The Parliamentary Standing Committee of the Forest and Environment Ministry in Bangladesh asked the authorities to issue eviction notices to the alleged illegal occupants of the Madhupur forest i.e. indigenous Garo people living in the area for centuries by January 30, 2021. Protests by the Garos have been organised but to no avail. In 2016, the Forest and Environment Ministry of Bangladesh issued a notice declaring 1,945 acres of land in Madhupur under Tangail district to be rezoned as a forest reserve.
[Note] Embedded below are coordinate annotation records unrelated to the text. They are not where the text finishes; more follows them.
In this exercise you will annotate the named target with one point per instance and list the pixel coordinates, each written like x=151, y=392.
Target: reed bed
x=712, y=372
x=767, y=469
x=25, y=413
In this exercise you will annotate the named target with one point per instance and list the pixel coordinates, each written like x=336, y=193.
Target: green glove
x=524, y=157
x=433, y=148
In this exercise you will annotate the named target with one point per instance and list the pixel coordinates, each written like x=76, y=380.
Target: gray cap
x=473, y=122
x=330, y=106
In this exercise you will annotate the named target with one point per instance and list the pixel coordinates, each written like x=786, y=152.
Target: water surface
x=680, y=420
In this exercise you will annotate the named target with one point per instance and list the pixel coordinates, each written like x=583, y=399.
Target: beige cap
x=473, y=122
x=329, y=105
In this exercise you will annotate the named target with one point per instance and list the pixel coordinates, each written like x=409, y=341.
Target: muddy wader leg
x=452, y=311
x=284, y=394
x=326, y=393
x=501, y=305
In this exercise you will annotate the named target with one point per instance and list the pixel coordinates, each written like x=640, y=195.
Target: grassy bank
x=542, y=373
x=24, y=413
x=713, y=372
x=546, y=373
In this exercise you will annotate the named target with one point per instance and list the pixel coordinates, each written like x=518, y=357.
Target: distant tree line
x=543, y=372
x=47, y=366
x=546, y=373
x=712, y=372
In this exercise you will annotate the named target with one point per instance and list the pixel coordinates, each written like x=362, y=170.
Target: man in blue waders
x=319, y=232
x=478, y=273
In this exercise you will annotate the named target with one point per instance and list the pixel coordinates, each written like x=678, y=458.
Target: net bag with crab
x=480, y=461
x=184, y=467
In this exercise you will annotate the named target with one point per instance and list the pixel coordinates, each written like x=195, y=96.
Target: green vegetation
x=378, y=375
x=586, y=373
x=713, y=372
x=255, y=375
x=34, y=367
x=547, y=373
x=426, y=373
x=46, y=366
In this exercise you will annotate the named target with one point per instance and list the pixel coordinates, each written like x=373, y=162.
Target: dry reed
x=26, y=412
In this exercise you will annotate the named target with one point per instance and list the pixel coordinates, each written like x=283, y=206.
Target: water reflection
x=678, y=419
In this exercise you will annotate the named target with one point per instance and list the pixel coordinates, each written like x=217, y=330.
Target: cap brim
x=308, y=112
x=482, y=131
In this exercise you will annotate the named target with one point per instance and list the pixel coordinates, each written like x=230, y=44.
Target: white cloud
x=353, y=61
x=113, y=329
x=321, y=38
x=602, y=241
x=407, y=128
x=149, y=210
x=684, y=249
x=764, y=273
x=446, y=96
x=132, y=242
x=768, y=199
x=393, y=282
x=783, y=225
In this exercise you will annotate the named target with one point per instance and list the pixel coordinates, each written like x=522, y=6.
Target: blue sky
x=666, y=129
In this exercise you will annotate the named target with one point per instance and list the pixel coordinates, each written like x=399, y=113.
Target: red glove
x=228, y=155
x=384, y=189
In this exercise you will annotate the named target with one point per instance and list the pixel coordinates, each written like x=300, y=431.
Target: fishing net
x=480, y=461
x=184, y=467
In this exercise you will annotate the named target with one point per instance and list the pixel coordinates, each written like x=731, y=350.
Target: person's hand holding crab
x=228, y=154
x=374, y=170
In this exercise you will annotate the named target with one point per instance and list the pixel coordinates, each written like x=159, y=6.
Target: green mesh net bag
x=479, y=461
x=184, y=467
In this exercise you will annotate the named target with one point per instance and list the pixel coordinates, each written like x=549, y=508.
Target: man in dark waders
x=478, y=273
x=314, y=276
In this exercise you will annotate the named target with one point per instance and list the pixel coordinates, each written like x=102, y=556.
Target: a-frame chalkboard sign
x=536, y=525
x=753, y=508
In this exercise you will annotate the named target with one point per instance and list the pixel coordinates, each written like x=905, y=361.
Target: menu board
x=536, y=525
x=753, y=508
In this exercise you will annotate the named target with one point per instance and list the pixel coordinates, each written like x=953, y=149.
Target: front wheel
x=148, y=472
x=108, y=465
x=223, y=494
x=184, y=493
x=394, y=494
About 7,000 Garos in 13 villages, mostly Catholic villagers, will be displaced.
In September 2020, the Bangladesh Army and Sikder Group conglomerate company, R&R Holdings Limited, started construction in the five-star tourism project including a Marriott hotel, extensive network of buildings, roads, drainage, and sewage system at Chimbuk-Thanchi area of the Bandarban district of the Chittagong Hill Tracts (CHTs). This project will displace about 10,000 indigenous Mro people. On 9 February 2021, seven UN human rights experts urged Bangladesh to suspend the construction of large-scale tourist infrastructures.
Further, the key provisions of the CHTs Accord signed on December 2, 1997, between the Government of Bangladesh and the Jana Samhati Samiti have not been implemented as of date.
The instability in the CHTs, which shares the only international border with trouble-torn Rakhine State of Myanmar marked by armed conflict with the Arakan Army and the Rohingya crisis, poses serious threats to peace, security, and stability in the entire North East and the rest of India.